The results were published in Current Biology.
Tracking striatal dopamine during the development of habitual behavior
In this study, Willuhn and his colleagues tracked striatal dopamine signaling during the development of habitual behavior. In the associative striatum – a brain region previously associated with non-habitual behavior – dopamine release increased during action initiation in habitual rats and decreased during action completion, whereas non-habitual rats showed the opposite pattern.
Optogenetic stimulation of dopamine release in this region was sufficient to accelerate habit information. Answering these questions has been hindered both by lacking appropriate neuro-measurement tools to record brain activity from all the relevant pathways, as well lacking behavioral testing paradigms with sufficient sensitivity.
However, by utilizing an optimized voltammetric technique, members of the Willuhn lab measured second-by-second dopamine release simultaneously in limbic, associative, and sensorimotor domains of the striatum across ten weeks of behavioral training in a novel custom-designed task.
Identification of brain mechanisms that drive the development of habitual behavior has been of great interest for decades. This is because this type of action automation is a fundamental building block of behavior and, at the same time, is thought to be dysregulated in many psychiatric disorders. Willuhn: “This research represents a step forward in our understanding of the behavioral function of dopamine signaling in the striatum”.
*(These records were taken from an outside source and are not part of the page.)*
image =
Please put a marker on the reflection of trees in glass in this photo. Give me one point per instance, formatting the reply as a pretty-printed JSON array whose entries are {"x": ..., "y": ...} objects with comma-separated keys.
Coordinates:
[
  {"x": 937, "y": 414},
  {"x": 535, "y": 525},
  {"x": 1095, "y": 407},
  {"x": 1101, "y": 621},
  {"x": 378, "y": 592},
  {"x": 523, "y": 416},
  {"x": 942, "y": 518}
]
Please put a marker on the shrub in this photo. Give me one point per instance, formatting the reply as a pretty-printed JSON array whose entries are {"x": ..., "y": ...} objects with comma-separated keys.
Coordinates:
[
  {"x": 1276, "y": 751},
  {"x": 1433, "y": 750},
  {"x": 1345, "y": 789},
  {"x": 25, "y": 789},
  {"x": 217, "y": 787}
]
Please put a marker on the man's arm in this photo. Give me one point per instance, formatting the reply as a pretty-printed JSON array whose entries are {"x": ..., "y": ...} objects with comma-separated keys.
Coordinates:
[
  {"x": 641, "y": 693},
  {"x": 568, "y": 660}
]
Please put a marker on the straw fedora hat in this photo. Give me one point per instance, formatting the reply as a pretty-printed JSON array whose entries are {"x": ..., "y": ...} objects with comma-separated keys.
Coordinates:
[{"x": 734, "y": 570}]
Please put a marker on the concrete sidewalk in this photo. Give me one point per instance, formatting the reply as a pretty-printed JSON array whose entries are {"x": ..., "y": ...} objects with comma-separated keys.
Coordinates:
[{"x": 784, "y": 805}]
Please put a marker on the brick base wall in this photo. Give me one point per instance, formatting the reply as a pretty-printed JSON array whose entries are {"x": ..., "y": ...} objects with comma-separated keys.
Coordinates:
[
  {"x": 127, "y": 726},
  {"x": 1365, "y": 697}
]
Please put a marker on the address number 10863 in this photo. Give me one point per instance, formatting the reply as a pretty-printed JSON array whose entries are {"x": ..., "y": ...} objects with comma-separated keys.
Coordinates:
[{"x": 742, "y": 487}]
Striatal dopamine signals are region-specific and temporally stable across action-sequence habit formation
Habits are automatic, inflexible behaviors that develop slowly with repeated performance. Striatal dopamine signaling instantiates this habit-formation process, presumably region specifically and via ventral-to-dorsal and medial-to-lateral signal shifts.
Here, we quantify dopamine release in regions implicated in these presumed shifts (ventromedial striatum [VMS], dorsomedial striatum [DMS], and dorsolateral striatum [DLS]) in rats performing an action-sequence task and characterize habit development throughout a 10-week training. Surprisingly, all regions exhibited stable dopamine dynamics throughout habit development.
VMS and DLS signals did not differ between habitual and non-habitual animals, but DMS dopamine release increased during action-sequence initiation and decreased during action-sequence completion in habitual rats, whereas non-habitual rats showed opposite effects. Consistently, optogenetic stimulation of DMS dopamine release accelerated habit formation.
Thus, we demonstrate that dopamine signals do not shift regionally during habit formation and that dopamine in DMS, but not VMS or DLS, determines habit bias, attributing “habit functions” to a region previously associated exclusively with non-habitual behavior.